Payal Bal | University of Melbourne
Payal Bal is currently based at the Quantitative and Applied Ecology Group at The University of Melbourne, where she works on developing models to assess the global impacts of socioeconomic trends on biodiversity and on assessing the national-level impacts of bushfires on Australian invertebrate species. During her doctoral research at The University of Queensland, she applied decision analysis and structured decision-making approaches to evaluate monitoring strategies for conservation.
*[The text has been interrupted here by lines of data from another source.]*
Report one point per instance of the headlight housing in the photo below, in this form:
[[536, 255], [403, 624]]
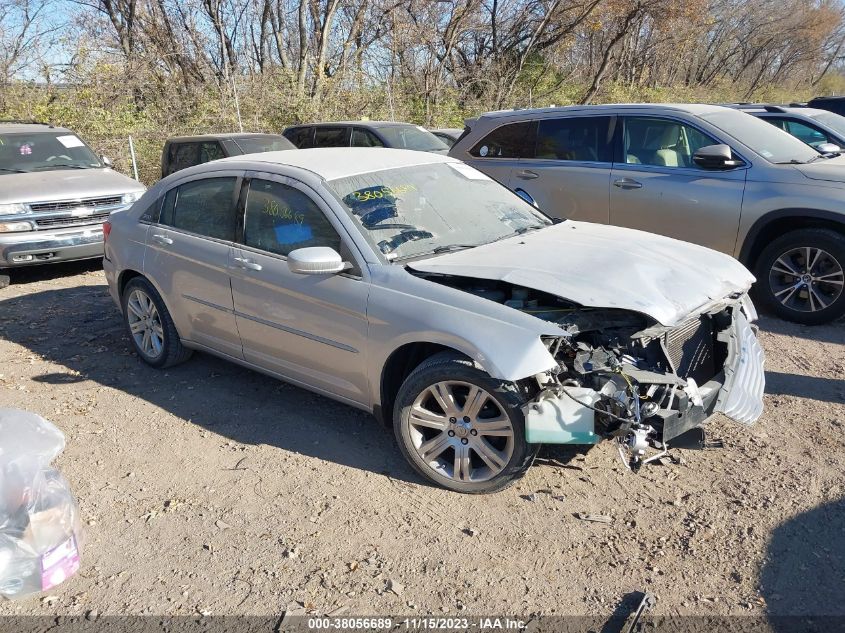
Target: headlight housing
[[132, 196], [13, 209], [15, 227]]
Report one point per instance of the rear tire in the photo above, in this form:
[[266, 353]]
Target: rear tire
[[460, 428], [800, 276], [150, 327]]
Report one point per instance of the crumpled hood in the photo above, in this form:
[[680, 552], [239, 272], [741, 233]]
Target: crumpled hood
[[831, 169], [604, 267], [64, 184]]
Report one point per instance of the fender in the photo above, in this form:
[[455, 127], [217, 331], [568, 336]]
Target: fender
[[772, 216]]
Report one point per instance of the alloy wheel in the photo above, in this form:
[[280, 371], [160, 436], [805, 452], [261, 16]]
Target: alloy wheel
[[461, 432], [806, 279], [145, 323]]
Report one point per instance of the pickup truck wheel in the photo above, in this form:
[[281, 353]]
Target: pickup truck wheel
[[801, 276], [150, 327], [460, 428]]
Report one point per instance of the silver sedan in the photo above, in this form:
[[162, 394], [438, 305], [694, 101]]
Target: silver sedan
[[415, 287]]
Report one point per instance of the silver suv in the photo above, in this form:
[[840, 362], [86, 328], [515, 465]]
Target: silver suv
[[413, 286], [710, 175], [55, 194]]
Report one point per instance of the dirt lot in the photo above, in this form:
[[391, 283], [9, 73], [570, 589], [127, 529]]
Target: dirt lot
[[212, 489]]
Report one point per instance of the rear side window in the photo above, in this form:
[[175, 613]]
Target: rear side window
[[575, 138], [205, 207], [182, 155], [331, 137], [302, 137], [280, 219], [515, 140]]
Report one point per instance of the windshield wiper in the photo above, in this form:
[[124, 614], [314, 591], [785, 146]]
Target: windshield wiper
[[411, 235]]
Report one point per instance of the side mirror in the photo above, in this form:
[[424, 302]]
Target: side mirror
[[715, 157], [315, 260]]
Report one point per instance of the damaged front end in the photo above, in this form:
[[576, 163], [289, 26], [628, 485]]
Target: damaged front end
[[620, 375], [647, 386]]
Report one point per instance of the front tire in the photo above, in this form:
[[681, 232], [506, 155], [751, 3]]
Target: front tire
[[150, 327], [461, 429], [801, 276]]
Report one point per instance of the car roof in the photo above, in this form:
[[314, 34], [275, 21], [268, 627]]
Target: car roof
[[339, 162], [608, 108], [221, 136], [10, 127]]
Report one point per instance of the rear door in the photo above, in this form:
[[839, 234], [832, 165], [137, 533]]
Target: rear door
[[656, 186], [310, 329], [497, 154], [189, 251], [568, 172]]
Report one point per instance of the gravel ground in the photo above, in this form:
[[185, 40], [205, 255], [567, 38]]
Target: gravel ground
[[209, 488]]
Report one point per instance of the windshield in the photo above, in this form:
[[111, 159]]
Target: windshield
[[258, 144], [423, 209], [771, 143], [834, 121], [411, 137], [44, 151]]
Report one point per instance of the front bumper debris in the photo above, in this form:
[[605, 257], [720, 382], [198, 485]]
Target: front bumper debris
[[569, 414]]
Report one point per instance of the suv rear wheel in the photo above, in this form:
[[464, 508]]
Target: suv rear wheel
[[801, 276], [460, 428]]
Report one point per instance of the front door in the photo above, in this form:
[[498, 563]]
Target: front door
[[310, 329], [656, 186], [189, 252]]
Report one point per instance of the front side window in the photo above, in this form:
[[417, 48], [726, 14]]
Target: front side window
[[662, 142], [205, 207], [575, 138], [280, 219], [515, 140], [423, 209], [412, 137], [44, 151], [331, 137]]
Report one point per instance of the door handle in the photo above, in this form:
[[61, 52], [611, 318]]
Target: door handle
[[627, 183], [243, 262]]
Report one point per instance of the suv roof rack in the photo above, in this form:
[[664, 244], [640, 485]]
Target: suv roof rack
[[25, 122]]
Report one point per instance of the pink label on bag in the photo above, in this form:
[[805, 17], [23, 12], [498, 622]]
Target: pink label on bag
[[59, 564]]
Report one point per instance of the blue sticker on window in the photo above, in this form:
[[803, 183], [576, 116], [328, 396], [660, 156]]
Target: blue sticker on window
[[293, 233]]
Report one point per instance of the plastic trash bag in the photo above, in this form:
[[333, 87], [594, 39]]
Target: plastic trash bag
[[39, 518]]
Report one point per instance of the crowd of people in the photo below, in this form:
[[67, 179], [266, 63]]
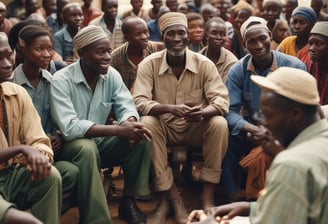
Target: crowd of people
[[84, 89]]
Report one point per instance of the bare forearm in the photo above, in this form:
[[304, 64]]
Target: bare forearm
[[8, 153], [161, 109], [102, 131]]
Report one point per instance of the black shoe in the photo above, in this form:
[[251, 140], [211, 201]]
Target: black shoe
[[130, 212]]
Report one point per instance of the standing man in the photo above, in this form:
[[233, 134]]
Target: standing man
[[126, 58], [182, 100], [110, 22], [86, 92], [244, 111], [296, 187], [27, 179]]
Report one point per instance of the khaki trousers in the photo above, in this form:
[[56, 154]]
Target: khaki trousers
[[211, 134]]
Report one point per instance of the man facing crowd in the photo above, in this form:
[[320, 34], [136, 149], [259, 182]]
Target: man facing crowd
[[296, 187], [82, 95], [182, 100]]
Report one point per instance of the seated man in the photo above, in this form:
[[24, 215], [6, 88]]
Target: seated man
[[244, 112], [27, 178], [296, 187], [82, 96], [183, 100], [125, 59]]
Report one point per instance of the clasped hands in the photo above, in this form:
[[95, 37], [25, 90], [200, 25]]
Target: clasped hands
[[191, 114], [135, 131]]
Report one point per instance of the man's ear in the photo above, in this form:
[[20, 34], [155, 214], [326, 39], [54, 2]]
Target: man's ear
[[81, 53]]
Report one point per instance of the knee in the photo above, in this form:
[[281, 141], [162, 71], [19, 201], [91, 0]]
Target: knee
[[54, 177], [69, 172], [219, 122], [85, 148], [149, 121]]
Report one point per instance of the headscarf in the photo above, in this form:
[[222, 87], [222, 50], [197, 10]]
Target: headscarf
[[88, 35]]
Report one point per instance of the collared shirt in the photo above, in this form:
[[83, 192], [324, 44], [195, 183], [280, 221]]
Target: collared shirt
[[40, 96], [116, 38], [63, 44], [74, 106], [244, 95], [24, 124], [127, 68], [224, 62], [199, 83], [297, 185]]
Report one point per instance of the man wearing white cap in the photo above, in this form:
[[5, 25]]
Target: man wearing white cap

She has previously worked on modelling spatial vegetation patterns to develop indicators of ecosystem collapse; on developing methods of abundance estimation for biodiversity from distance sampling; and on studying the human–elephant conflict in India.
Martin Westgate leads the Science and Decision Support team at the Atlas of Living Australia. His research focuses on how scientific information can be used to understand and mitigate human impacts on the environment, via a combination of empirical ecology and evidence synthesis. Martin is also a scientific software developer and occasional frog-watcher.